Hi Am 26.06.22 um 20:54 schrieb Linus Torvalds:
So this has been going on for a while, and it's quite annoying. At bootup, my main desktop (Threadripper 3970X with radeon graphics) now complains about resource sanity check: requesting [mem 0xd0000000-0xdfffffff], which spans more than BOOTFB [mem 0xd0000000-0xd02fffff] and then gives me a nasty callchain that is basically the amdgpu probe sequence ending in amdgpu_bo_init() doing the arch_io_reserve_memtype_wc() which is then what complains. That "BOOTFB" resource is from sysfb_simplefb.c, and I think what started triggering this is commit c96898342c38 ("drivers/firmware: Don't mark as busy the simple-framebuffer IO resource").
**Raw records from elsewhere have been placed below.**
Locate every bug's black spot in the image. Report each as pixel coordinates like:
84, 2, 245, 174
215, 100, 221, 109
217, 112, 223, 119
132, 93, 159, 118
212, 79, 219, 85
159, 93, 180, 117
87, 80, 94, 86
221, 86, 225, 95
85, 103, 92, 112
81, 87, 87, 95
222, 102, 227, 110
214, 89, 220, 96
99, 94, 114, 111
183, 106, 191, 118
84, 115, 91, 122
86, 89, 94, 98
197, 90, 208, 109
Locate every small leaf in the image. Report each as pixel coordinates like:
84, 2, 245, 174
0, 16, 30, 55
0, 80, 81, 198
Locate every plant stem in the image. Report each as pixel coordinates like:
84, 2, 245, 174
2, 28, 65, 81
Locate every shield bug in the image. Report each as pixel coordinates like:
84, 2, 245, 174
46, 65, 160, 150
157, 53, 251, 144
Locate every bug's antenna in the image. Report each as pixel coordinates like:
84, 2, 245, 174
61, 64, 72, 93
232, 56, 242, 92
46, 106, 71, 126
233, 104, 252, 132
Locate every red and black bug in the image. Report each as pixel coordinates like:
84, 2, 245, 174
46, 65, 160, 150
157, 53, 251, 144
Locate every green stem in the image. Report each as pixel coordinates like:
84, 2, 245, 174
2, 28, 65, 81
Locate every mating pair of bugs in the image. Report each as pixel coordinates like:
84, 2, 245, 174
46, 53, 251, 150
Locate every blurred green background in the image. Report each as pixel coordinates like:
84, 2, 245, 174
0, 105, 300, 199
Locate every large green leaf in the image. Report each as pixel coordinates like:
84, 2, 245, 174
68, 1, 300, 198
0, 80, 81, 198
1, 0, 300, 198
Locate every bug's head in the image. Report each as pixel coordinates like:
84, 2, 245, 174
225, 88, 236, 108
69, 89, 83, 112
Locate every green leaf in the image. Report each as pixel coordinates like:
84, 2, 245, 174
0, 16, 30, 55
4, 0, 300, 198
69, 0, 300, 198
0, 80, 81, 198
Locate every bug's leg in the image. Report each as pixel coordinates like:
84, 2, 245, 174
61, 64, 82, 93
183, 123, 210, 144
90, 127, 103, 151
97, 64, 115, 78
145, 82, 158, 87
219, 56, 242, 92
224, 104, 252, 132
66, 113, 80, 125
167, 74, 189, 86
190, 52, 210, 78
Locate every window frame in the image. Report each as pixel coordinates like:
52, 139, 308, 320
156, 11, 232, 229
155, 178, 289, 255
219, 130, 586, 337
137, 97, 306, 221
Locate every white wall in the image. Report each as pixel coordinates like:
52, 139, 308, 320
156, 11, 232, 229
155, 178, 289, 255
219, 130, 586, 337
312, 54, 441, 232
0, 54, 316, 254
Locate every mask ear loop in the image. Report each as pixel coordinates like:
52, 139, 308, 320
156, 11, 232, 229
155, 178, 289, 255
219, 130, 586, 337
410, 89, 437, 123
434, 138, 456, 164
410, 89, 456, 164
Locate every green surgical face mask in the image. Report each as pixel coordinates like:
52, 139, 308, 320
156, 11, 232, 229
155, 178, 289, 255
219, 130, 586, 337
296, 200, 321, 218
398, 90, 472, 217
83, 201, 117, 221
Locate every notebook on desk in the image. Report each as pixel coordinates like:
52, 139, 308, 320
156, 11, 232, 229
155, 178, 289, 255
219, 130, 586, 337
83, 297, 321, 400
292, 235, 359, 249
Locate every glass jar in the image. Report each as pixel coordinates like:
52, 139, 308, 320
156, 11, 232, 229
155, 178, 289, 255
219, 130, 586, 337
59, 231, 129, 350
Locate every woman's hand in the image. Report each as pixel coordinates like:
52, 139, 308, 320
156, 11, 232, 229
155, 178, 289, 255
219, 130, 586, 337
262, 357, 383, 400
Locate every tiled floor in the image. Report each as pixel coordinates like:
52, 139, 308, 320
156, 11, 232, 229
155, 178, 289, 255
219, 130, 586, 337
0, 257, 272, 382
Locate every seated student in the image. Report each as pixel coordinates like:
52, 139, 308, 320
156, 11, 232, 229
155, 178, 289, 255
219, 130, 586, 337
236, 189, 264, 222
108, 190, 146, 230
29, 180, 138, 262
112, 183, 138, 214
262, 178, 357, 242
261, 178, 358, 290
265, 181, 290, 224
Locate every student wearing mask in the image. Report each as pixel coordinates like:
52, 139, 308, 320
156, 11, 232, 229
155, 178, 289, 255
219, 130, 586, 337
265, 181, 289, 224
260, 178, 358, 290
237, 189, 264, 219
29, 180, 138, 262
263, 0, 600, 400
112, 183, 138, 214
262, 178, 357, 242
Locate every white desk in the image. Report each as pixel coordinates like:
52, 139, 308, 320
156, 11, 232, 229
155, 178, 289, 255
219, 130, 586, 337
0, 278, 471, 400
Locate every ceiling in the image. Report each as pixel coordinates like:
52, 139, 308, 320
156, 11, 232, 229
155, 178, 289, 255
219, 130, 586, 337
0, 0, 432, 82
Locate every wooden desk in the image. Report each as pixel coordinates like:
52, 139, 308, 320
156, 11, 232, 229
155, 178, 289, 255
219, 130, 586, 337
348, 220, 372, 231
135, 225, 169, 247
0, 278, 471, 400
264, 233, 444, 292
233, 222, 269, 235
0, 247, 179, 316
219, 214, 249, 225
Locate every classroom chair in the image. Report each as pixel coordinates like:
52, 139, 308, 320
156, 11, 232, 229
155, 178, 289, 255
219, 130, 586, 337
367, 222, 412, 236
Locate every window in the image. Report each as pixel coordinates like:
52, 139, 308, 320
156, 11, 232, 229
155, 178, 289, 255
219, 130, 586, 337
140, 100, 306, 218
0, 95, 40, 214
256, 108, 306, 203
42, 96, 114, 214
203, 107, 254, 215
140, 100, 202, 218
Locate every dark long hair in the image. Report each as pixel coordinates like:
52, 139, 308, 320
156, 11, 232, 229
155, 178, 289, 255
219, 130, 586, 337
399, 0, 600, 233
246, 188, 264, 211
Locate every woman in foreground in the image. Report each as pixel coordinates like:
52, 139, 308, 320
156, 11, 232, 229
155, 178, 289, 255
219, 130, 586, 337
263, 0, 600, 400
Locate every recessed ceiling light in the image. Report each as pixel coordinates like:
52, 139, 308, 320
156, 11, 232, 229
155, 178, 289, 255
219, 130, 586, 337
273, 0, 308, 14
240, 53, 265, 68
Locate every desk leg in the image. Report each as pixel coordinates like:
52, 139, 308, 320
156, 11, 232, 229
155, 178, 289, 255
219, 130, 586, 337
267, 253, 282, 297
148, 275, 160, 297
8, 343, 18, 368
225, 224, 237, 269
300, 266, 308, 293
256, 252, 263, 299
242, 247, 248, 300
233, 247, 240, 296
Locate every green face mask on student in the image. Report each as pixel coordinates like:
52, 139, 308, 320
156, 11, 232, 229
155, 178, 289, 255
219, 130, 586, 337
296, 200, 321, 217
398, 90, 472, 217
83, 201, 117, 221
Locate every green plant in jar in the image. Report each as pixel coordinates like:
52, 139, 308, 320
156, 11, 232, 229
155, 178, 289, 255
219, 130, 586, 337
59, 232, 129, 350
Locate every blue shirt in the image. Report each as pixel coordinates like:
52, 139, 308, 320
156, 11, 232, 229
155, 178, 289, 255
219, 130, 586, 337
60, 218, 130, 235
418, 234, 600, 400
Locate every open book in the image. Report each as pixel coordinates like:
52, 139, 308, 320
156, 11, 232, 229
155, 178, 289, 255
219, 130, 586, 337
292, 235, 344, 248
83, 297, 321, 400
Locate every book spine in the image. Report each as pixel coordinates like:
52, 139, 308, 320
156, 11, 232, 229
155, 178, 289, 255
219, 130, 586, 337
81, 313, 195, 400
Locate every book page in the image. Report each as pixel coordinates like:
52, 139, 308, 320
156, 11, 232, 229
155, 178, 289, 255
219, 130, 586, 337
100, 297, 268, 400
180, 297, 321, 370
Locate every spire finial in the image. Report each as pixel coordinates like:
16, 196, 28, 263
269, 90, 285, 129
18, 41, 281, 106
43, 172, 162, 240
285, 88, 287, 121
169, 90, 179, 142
Because it turns out that that removed the IORESOURCE_BUSY, which in turn is what makes the resource conflict code complain about it now, because /* * if a resource is "BUSY", it's not a hardware resource * but a driver mapping of such a resource; we don't want * to warn for those; some drivers legitimately map only * partial hardware resources. (example: vesafb) */ so the issue is that now the resource code - correctly - says "hey, you have *two* conflicting driver mappings". And that commit claims it did it because "which can lead to drivers requesting the same memory resource to fail", but - once again - the link in the commit that might actually tell more is just one of those useless patch submission links again. So who knows why that commit was actually done, but it's causing annoyance. If simplefb is actually still using that frame buffer, it's a problem. If it isn't, then maybe that resource should have been released?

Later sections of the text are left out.